ALICE ON THE ROOF

Bio

Les jeunes filles d’aujourd’hui débarquent dans un drôle de monde. Certaines en rient, d’autres le contournent ou s’y frottent. Alice on the roof n’a pas envie de choisir. Ce monde, elle le regarde assise sur le bord d’un petit toit imaginaire et brinquebalant. Et elle en fait des chansons. Des chansons à son image, tantôt légères et moqueuses, tantôt oniriques ou mélancoliques. Née dans un village près de Mons en Belgique, Alice commence par chanter les chansons des autres en attendant patiemment qu’une fée un peu mélomane se promène sur son toit : brosse à la main devant le miroir de chez ses grand parents, au milieu d’une chorale de Brookings, Oregon, le temps d’une année d’échange aux Etats Unis, et enfin dans la version belge d’un célèbre télé- crochet.

Moins d’un an plus tard, l’album « Higher » est un énorme succès en Belgique, porté par « easy comme easy go », une balade pop qui truste les charts et radios belges pendant plus d’une année. Après deux ans de tournée qui l’auront vu passer par Werchter et Pukkelpop et remporter 5 D6bels music awards, Alice retrouve son village, son toit et son piano pour imaginer la suite. La suite est d’abord une affaire de mots : les mots d’une jeune femme ayant dépassé la vingtaine dans un monde agité et parfois désolant, ceux d’une une jeune fille ayant besoin de s’échapper de temps en temps d’une réalité manquant désespérément de rose et de magiciens. Des mots qu’Alice préfère chanter plutôt que clamer ou écrire sur une pancarte.

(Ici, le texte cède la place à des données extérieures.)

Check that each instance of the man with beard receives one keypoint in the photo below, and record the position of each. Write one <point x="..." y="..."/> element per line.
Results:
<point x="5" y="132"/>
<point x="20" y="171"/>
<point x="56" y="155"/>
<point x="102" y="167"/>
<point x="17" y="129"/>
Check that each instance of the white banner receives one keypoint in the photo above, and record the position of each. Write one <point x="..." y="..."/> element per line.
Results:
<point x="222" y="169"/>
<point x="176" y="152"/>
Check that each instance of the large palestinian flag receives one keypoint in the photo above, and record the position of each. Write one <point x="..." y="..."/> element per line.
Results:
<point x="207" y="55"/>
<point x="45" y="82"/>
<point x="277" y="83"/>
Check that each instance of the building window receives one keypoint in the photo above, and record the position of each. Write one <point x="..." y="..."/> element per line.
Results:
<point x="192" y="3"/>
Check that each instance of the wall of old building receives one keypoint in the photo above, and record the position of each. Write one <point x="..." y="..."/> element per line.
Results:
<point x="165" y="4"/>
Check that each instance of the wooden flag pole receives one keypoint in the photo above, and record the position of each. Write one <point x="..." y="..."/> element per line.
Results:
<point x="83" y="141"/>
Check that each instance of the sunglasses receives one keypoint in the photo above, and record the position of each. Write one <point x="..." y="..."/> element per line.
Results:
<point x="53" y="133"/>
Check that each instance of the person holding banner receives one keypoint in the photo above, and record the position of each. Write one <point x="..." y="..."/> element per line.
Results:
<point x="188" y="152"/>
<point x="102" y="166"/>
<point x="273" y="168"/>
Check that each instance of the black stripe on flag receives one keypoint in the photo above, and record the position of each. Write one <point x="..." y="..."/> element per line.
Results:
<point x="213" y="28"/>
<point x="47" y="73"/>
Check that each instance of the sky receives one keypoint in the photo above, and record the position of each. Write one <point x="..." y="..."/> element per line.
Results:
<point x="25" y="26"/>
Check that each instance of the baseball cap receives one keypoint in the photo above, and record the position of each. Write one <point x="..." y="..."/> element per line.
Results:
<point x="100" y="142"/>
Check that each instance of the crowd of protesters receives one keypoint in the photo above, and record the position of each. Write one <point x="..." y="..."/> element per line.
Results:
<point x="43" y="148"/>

Des mots si personnels qu’il fallait un bon génie pour qu’Alice ose les chanter. Ce bon génie s’appelle Vianney, qui, croisant Alice sur une date belge et surpris de ne l’entendre changer qu’en anglais, la pousse vers les mots de sa langue maternelle, puis finit par co-écrire et produire trois titres.

D’autres bons génies viennent épauler Alice pendant à différentes étapes de ce second album : Paul Dixon aka Fyfe, produit la plupart des titres anglais et vient même poser sa voix sur un duo en lévitation. Rob Moose dont les cordes ont fait merveille chez Bon Iver, Moses Sumney ou Perfume Genius avant de venir envelopper quelques chansons d’Alice. Matthew Irons, orfèvre pop échappé quelques instants de chez Puggy ou encore Angelo Foley, producteur-accoucheur permettant à une liste de chansons de devenir un album. Un album qui se conclue sur un duo improbable avec le Boss du surréalisme Belge, Arno en personne. Le second album d’Alice on the Roof s’appelle Madame, et Madame y vit sa drôle de vie en 11 chansons.

Alice, quand à elle, aime toujours monter sur son petit toit pour faire le point. On l‘y rejoindrait bien 5 minutes.